TORONTO: The Canadian dollar strengthened against its broadly weaker US counterpart on Wednesday, moving closer to last week's eight-month high, as the Bank of Canada showed no sign that it would match potential interest rate cuts from the US Federal Reserve.
The Bank of Canada left its benchmark interest rate on hold at 1.75pc as expected and made clear it had no intention of easing monetary policy, while highlighting the risks trade wars posed to the global economy.
Meanwhile, Fed Chairman Jerome Powell reinforced expectations the US central bank will cut interest rates for the first time in a decade at its next monetary policy meeting later this month, saying trade uncertainties and concerns about the global outlook continued to exert pressure on the American economy.
It's a "contrasting story of central bank prospects," said Shaun Osborne, chief currency strategist at Scotiabank.
"It seems quite possible that we are going to get a pretty meaningful series of interest rate reductions from the Fed going forward here, and the Bank of Canada, in contrast, is suggesting that to a large extent it is going to sit this one out."
While chances of an interest rate cut this year by the Bank of Canada rose to 35pc from 20pc before the interest rate announcement, that fell well short of expected tightening over the same period by the Fed.
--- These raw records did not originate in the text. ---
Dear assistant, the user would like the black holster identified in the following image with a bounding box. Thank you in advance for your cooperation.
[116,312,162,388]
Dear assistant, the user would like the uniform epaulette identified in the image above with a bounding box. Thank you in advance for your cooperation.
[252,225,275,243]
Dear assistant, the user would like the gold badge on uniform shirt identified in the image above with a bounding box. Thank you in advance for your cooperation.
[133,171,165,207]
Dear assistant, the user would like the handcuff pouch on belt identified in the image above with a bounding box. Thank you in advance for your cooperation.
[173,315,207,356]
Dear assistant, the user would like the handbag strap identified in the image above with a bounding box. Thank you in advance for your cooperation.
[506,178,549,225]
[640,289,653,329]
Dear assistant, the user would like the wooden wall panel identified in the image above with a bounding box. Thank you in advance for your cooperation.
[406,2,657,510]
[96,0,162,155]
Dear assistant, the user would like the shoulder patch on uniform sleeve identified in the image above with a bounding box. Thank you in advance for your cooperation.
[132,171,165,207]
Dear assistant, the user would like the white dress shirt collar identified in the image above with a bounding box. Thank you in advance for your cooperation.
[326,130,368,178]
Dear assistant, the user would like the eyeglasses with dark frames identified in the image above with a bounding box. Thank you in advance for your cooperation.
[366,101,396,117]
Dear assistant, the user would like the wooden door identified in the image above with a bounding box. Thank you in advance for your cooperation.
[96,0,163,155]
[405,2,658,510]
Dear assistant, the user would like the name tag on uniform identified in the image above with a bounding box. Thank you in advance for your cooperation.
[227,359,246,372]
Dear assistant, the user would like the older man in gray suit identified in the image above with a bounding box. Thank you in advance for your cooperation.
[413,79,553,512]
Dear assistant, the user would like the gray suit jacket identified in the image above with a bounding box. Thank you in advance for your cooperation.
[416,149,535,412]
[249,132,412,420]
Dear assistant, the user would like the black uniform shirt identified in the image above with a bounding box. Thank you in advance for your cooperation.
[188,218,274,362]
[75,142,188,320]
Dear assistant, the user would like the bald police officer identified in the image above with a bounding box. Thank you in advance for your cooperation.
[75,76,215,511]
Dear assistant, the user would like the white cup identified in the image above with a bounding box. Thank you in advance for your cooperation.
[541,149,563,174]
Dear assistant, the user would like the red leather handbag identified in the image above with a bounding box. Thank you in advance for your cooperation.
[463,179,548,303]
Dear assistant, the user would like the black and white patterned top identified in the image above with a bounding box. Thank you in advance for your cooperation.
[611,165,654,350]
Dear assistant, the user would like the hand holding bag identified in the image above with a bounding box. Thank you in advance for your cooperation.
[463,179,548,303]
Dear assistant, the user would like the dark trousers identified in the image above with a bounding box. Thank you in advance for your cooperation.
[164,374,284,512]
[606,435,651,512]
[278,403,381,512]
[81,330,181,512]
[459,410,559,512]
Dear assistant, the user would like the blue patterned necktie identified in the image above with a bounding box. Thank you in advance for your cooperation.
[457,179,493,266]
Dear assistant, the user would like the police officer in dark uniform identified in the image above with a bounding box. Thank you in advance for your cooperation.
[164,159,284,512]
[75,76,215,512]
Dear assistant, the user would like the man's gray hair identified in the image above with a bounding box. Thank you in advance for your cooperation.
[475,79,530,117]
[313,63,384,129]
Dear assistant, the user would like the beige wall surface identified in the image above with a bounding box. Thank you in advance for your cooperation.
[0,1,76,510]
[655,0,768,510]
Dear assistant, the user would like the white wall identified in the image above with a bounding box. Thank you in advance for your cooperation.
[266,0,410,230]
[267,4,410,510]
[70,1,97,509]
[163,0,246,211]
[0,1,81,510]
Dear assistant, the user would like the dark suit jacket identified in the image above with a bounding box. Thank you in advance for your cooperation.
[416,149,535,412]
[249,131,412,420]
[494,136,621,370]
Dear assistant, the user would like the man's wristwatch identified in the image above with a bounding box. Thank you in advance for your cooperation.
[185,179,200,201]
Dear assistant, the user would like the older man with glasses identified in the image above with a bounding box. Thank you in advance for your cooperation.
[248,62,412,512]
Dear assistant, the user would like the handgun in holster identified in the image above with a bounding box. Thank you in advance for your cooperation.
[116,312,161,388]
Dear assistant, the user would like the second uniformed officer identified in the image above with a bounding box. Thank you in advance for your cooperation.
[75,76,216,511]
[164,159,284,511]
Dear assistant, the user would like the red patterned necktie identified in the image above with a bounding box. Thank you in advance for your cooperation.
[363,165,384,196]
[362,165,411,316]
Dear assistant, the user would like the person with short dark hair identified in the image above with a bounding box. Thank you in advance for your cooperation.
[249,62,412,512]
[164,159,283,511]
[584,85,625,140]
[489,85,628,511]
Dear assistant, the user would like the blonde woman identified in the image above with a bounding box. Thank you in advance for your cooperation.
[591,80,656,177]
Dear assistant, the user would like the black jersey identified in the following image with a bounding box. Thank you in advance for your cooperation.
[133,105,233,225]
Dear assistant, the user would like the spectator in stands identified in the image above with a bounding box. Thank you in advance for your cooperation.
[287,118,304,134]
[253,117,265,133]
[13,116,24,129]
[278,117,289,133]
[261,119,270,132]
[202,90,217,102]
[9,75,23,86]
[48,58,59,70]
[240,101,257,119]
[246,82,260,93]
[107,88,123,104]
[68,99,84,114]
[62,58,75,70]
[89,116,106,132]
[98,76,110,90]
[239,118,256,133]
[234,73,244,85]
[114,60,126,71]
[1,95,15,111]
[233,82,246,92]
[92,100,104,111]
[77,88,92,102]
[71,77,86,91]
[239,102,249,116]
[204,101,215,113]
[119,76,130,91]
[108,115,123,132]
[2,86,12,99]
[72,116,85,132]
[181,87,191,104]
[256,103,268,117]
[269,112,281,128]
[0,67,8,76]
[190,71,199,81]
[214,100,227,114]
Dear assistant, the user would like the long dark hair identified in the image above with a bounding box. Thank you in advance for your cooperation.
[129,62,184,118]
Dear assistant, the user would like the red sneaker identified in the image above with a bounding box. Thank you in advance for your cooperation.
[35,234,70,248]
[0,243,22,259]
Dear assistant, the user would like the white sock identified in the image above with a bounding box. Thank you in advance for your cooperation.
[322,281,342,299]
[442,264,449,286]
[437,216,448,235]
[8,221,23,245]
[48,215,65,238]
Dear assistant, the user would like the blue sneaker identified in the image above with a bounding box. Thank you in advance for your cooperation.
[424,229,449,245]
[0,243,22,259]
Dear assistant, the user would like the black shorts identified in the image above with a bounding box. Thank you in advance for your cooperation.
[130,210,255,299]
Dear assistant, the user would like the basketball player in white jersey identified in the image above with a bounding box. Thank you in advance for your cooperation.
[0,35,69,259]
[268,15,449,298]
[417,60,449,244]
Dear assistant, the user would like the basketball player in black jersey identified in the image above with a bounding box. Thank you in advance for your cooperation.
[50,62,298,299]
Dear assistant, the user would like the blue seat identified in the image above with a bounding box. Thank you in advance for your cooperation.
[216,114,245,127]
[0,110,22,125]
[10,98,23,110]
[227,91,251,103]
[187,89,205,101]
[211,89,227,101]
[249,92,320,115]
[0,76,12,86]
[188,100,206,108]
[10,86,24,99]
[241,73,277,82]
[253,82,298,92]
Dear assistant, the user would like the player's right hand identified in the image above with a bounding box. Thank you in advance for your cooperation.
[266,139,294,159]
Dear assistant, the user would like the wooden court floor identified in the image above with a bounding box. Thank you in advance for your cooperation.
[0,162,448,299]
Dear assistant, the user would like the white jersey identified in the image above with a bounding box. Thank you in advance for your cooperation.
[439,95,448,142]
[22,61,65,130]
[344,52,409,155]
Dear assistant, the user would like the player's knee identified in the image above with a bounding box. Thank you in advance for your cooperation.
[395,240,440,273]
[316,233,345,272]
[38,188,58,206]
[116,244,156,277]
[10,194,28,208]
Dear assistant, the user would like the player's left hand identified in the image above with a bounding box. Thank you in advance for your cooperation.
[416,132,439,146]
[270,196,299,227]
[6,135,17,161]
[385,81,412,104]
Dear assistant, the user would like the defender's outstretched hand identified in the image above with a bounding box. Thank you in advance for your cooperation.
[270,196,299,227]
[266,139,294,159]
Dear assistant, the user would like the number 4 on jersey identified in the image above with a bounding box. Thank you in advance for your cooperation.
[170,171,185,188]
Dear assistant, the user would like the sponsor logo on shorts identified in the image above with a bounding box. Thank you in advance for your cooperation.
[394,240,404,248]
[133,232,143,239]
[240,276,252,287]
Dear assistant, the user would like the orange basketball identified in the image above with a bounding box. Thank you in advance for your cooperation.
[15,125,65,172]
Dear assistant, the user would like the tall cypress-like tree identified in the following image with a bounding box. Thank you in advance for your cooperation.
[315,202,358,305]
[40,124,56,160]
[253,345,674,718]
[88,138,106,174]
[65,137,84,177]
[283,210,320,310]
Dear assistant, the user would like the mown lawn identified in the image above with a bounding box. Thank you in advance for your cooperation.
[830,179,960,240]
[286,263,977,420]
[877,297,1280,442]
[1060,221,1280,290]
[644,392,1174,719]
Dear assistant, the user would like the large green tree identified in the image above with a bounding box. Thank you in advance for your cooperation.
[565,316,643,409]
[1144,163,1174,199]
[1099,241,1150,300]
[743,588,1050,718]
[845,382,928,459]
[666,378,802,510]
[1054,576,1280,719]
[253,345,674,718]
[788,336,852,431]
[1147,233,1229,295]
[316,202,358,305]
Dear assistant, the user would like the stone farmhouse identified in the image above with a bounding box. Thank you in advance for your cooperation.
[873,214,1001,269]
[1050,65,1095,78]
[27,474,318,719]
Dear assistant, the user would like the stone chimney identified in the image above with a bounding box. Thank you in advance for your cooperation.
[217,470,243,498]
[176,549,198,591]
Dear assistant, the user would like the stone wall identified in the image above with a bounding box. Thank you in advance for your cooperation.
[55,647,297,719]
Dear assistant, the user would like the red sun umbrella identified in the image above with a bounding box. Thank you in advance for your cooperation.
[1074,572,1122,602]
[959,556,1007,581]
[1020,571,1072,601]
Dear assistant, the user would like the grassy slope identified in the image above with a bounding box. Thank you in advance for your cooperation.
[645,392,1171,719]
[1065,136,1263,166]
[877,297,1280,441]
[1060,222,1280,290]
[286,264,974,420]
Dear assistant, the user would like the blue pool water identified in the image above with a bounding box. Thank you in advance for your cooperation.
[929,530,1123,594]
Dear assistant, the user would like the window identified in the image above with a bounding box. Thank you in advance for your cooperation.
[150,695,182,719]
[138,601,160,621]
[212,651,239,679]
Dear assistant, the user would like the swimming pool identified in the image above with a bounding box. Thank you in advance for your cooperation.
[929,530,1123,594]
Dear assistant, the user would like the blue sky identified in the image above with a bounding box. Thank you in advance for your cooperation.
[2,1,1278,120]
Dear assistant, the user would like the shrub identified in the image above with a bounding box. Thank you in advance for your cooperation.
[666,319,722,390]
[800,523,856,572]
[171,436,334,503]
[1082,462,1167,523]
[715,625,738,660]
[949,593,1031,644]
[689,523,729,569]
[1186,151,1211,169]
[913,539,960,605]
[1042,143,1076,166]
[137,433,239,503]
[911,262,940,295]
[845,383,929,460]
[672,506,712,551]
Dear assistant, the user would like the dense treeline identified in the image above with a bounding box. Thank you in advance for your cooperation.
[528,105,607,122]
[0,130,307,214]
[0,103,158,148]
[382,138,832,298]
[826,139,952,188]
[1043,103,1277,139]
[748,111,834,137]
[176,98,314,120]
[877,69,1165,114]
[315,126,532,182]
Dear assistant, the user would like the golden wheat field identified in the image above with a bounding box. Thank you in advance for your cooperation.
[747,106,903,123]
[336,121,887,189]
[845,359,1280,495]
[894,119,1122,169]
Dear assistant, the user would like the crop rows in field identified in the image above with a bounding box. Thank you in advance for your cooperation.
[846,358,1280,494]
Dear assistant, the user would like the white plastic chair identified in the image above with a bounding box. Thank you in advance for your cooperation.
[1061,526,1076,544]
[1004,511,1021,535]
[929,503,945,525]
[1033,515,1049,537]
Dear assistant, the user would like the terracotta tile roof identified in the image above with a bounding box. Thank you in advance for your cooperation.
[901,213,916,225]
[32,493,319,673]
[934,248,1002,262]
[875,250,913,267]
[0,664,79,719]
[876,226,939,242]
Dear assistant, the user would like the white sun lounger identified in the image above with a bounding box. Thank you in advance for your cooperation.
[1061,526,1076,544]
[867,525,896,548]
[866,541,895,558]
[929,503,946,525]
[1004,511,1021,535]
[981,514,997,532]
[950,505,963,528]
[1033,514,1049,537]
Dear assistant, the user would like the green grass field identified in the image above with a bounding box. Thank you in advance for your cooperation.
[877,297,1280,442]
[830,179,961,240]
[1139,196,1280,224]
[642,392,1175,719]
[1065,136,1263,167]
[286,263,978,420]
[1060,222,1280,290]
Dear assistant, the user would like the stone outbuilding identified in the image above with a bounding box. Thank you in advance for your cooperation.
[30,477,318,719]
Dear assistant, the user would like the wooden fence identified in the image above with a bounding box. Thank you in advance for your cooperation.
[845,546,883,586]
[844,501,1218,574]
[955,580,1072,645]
Investors see at least two Fed rate hikes by December.
At 4:21 p.m. (2021 GMT), the Canadian dollar was trading 0.4pc higher at 1.3080 to the greenback, or 76.45 US cents.
The currency, which last Thursday touched an eight-month high at 1.3038, traded in a range of 1.3063 to 1.3145.
Adding to support for the loonie, the price of oil, one of Canada's major exports, was boosted by data showing US crude inventories shrank and as major producers cut nearly a third of offshore Gulf of Mexico production ahead of an expected storm. US crude oil futures settled up 4.5pc at $60.43 a barrel.
Canada's yield curve steepened in sympathy with the US curve.
The two-year rose 10.5 Canadian cents to yield 1.583pc and the 10-year was flat to yield 1.584pc.